In keeping with this Islamic principle, the Aga Khan does not hesitate to seek out the best talent, the brightest minds, regardless of religious or national background. Dr. Kessinger was formerly the president of Haverford College in Philadelphia before he moved to Geneva in 1997 with a five year commitment to work with His Highness. Today, he's still there, 17 years later.

"It's been extremely rewarding, extremely busy, very demanding as you can imagine trying to keep up with someone like the Aga Khan, but it's been an opportunity of a lifetime," Kessinger said. "He works extremely hard, he opens himself up to people and listens carefully to a wide range of choices on what he's interested in and on what we're doing, but it just takes great focus, great dedication and a lot of energy."

And His Highness definitely has the focus, dedication, and energy for this work. It is not only his life's work, but it is his life. Even in moments of humor, the Aga Khan endeavors to educate and bring to light the contributions of the Islamic Civilizations showcasing how Muslim scholars, scientists, philosophers and thinkers have contributed time and time again to the developments of the modern world.

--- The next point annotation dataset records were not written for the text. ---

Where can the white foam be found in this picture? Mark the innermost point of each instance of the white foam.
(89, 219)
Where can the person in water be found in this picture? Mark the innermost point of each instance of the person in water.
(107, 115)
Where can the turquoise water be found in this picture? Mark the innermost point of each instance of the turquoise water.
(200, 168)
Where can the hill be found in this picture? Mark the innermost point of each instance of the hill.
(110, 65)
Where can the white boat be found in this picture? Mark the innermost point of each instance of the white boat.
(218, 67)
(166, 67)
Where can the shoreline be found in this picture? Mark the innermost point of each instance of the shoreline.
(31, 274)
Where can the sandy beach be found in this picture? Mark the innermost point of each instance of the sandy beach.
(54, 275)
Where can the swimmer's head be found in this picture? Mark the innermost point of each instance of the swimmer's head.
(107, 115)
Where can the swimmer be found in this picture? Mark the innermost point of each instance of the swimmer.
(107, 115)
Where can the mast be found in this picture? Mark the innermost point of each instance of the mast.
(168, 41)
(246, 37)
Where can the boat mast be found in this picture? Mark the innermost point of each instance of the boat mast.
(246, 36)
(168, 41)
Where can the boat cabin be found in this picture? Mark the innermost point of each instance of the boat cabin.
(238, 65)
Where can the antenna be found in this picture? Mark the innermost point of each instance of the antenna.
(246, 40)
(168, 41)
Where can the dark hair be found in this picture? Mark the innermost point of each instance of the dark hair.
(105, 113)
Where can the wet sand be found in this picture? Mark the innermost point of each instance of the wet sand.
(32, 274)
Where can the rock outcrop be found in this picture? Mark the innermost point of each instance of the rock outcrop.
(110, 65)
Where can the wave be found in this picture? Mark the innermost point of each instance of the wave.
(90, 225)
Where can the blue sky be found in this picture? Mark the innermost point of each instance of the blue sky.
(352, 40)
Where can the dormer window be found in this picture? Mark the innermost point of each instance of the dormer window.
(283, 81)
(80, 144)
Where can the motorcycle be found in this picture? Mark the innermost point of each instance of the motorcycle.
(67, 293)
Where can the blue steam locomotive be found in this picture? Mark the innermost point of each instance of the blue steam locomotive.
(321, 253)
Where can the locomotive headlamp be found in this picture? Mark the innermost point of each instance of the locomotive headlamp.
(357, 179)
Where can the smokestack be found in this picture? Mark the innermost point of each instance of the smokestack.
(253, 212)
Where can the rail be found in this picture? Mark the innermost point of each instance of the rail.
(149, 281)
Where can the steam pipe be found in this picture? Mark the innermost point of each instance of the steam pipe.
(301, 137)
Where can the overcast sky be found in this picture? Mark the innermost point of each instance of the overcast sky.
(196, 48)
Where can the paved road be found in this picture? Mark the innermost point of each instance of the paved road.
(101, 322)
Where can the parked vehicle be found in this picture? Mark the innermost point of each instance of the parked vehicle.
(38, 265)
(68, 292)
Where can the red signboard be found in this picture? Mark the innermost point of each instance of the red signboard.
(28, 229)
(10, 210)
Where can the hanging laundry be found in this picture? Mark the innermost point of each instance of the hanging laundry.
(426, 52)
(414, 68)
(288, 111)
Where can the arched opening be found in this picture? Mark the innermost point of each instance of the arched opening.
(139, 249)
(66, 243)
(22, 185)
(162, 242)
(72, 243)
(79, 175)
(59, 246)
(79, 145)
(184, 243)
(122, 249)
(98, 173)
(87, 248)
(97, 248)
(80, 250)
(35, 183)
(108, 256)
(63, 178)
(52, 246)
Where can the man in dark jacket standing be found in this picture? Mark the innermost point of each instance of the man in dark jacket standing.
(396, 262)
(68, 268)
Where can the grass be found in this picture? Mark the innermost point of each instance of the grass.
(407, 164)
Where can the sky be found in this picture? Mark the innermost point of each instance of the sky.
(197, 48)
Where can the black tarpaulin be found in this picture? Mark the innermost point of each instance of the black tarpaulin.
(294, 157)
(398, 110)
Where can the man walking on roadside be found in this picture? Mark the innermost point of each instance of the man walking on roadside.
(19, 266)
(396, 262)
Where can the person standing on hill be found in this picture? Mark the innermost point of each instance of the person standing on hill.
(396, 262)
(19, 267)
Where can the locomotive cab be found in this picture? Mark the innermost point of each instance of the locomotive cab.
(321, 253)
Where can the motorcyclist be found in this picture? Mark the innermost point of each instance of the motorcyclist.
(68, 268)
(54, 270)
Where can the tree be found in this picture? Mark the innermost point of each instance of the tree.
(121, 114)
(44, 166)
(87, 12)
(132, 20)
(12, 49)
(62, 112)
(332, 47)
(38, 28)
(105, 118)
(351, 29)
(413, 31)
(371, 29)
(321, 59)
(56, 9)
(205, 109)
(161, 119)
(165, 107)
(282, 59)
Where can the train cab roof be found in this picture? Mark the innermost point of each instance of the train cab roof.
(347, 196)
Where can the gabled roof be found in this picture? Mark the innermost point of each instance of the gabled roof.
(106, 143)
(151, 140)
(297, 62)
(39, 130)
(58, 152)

"I wonder what would've happened if al- Khwarizimi had patented or copyrighted his algorithm," he joked, going on in humor to say that sharing of ideas is how societies have moved forward. "Just as you pinched Plato from Arabic, so we intend to pinch knowledge from you today."

Through his actions and his words, the Aga Khan demonstrates what Islam and being a Muslim mean to him, and how he views his role as the Imam.

"The Imam's work is guided by one of the foundational ethical principles of Islam, the unity of humankind. The Imam's ethical role for humanity at large is to help enable each person to live up to their exalted status as vicegerent or trustee of God on earth," said Khalil Andani, Master of Theological Studies candidate at Harvard University. "The Imam's mandate includes realizing the ethics of Islam through institutional and social action."

His advice to the students at Brown is very potent, very telling of his approach and perspective - that we are caretakers of creation and it is our responsibility to leave creation in a better place.

"Essentially, the faith says God has given His creation of the world to humankind to better. And, the principle is you leave life, having left the world better than it was when you were born into it," His Highness said. "So you don't divorce yourself from real life. You seek to improve it and to leave it to others in a better state."

This is a responsibility that he never stops working towards and one that he takes extremely seriously. This responsibility which comes from the faith of Islam can be summed up through this verse of the Quran which reverberated across North America over the last two weeks, from the lofty halls of the Canadian Parliament to the hallowed Ivy League walls of Brown University:

"O Mankind !
Be careful of your duty to your Lord, Who created you from a single soul and from it created its mate and from them twain hath spread abroad a multitude of men and women."